Design a system that tracks overall public sentiment toward Netflix on social media over time. The system should ingest social media posts, classify sentiment, aggregate results, and surface trends — enabling stakeholders to monitor how public perception shifts in response to content releases, pricing changes, or other events.
This is an ML system design problem that combines data engineering, natural language processing, and analytics infrastructure. You should be prepared to discuss data ingestion pipelines, sentiment classification models, aggregation strategies, and how to visualize trends for business stakeholders.
Social media data ingestion -- collect posts from Twitter, Reddit, Instagram, and other platforms that mention Netflix or related keywords
Sentiment classification -- apply an ML model to classify each post as positive, negative, or neutral
Aggregation and trending -- aggregate sentiment scores over time windows (hourly, daily, weekly) to detect shifts
Event correlation -- enable stakeholders to correlate sentiment changes with specific events (new show releases, pricing announcements)
Dashboard and alerting -- surface aggregated sentiment metrics and alert when sentiment drops significantly
High throughput -- process millions of social media posts per day across multiple platforms
Near real-time processing -- sentiment scores should be updated frequently enough to catch rapid shifts
Scalability -- the ingestion and processing pipeline should scale horizontally as data volume grows
Model accuracy -- sentiment classification should be accurate enough to provide actionable insights
Data retention -- store historical sentiment data for trend analysis over months or years
Based on real interview experiences, these are the areas interviewers probe most deeply:
Interviewers want to see how you collect data from multiple social media platforms and handle the volume and variety of posts.
Use streaming APIs (Twitter API, Reddit API) and batch ingestion for platforms without streaming support
Design a message queue (Kafka) to buffer incoming posts before processing
Handle rate limits and API quotas from social media platforms
Filter posts to those relevant to Netflix using keyword matching or entity recognition
Store raw posts for reprocessing if the sentiment model is updated
Interviewers probe on your ML model choice and how you train and deploy it.
Pre-trained models (BERT, RoBERTa) fine-tuned on social media sentiment datasets
Simpler baseline models (logistic regression on TF-IDF features) for comparison
Handling emoji, slang, and informal language common in social media
Multi-class classification (positive, negative, neutral) or regression (sentiment score)
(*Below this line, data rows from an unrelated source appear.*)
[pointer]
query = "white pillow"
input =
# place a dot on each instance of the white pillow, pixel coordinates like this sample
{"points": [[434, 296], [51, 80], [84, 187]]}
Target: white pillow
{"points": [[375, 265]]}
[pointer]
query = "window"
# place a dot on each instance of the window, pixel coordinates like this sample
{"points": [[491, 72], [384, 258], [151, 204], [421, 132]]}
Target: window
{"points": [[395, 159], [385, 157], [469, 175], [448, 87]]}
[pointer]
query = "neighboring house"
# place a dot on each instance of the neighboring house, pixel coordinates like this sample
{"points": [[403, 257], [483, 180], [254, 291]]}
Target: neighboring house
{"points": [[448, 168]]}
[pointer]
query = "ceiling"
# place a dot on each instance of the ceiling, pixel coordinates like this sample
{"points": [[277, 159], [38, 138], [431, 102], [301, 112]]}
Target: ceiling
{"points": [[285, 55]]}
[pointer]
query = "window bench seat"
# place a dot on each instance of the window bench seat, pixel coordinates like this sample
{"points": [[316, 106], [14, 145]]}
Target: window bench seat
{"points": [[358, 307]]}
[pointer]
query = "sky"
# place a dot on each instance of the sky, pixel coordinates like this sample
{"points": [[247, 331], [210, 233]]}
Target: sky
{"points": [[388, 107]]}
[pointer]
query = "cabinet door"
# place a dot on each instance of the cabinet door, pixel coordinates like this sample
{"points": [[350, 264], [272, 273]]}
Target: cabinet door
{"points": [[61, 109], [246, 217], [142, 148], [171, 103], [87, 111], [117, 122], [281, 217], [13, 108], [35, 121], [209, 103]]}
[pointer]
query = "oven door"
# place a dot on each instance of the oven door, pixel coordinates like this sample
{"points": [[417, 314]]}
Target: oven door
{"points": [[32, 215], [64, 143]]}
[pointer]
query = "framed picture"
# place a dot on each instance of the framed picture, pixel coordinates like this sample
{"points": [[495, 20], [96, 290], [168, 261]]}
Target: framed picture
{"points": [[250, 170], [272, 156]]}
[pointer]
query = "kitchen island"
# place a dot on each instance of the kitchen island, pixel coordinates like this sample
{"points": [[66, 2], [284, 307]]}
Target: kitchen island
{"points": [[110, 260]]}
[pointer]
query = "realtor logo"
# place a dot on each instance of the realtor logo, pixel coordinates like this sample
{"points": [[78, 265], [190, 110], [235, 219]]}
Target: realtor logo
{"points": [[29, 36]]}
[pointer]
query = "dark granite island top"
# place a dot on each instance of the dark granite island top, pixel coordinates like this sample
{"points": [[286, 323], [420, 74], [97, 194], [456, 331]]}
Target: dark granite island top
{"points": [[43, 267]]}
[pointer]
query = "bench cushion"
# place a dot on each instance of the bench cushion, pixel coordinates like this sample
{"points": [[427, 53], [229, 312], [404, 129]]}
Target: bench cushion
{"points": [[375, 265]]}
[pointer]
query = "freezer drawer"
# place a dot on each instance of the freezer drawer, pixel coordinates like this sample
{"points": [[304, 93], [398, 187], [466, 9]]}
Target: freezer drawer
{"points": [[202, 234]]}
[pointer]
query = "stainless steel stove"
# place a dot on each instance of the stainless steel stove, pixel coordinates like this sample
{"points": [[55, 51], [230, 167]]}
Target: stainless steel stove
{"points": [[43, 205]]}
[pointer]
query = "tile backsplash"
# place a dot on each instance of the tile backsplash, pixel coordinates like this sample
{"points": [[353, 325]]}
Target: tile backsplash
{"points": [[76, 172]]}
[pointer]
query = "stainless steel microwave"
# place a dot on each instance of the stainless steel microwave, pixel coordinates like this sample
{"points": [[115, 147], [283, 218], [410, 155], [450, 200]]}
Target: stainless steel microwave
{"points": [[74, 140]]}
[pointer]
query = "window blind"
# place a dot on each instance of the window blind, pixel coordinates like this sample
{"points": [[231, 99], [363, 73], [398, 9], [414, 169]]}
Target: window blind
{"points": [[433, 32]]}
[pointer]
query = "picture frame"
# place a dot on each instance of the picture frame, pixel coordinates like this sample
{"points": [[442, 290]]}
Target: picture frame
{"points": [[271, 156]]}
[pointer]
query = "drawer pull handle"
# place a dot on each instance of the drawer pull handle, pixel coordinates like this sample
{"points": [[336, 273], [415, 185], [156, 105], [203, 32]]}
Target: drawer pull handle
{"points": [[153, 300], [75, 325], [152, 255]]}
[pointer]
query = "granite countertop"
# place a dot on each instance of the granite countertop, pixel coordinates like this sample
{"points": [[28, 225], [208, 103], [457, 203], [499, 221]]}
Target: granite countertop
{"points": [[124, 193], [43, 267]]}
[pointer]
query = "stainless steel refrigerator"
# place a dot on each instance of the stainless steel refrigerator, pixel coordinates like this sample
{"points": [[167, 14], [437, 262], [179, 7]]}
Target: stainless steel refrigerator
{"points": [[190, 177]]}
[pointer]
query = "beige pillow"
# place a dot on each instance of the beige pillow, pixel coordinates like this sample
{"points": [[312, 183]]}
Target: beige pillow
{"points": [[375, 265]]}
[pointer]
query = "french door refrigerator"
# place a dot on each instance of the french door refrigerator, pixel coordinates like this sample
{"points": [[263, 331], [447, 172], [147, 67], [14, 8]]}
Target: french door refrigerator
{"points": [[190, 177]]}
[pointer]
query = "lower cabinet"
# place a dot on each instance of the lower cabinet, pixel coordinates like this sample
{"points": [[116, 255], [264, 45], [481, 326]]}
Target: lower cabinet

Consider domain-specific vocabulary (show names, character names, Netflix-specific terms)
Interviewers want to see how you aggregate individual sentiment scores into meaningful trends.
Interviewers expect you to discuss how the sentiment model is trained and retrained over time.
Labeled training data from public sentiment datasets or manual annotation
Periodic retraining to adapt to evolving language and new shows/events
Evaluation metrics (accuracy, F1 score per class) with special attention to class imbalance
A/B testing framework to compare model versions before full deployment
Batch processing pipeline (Spark or Airflow) for training data preparation
Interviewers want to see how you surface insights to stakeholders.
Dashboard showing sentiment trend lines over time with drill-down by platform or keyword
Heatmaps or geographic breakdowns if location data is available
Alerting system that triggers when sentiment drops below a threshold or changes rapidly
Correlation view that overlays sentiment trends with event timelines (show releases, announcements)
Data Ingestion Layer -- API connectors for social media platforms feeding into a message queue (Kafka)
Stream Processing -- filters and preprocesses posts (deduplication, keyword filtering)
Sentiment Classification Service -- stateless service that loads the ML model and returns sentiment scores
Aggregation Layer -- stream processor (Flink or Spark Streaming) that computes time-bucketed aggregates
Storage -- raw post storage (S3 or data lake), aggregated metrics in time-series DB
Offline Training Pipeline -- batch pipeline for model training and evaluation
Dashboard and Alerting -- visualization layer (Grafana or custom web app) with alerting rules
Discuss your model choice (transformer-based vs simpler models), training data sources, evaluation metrics, and how you handle social media-specific challenges (sarcasm, emojis, slang).
Explain how you compute aggregated sentiment over time windows, how you weight posts, and how you detect significant sentiment shifts.
Discuss how you monitor model accuracy in production, collect feedback for retraining, and iterate on the system as new platforms or data sources are added.
"Design a system that can track social media sentiment about Netflix over time. I structured my answer around three pillars: data ingestion from social media sources, aggregation of sentiment signals, and offline ML training for the sentiment classification model."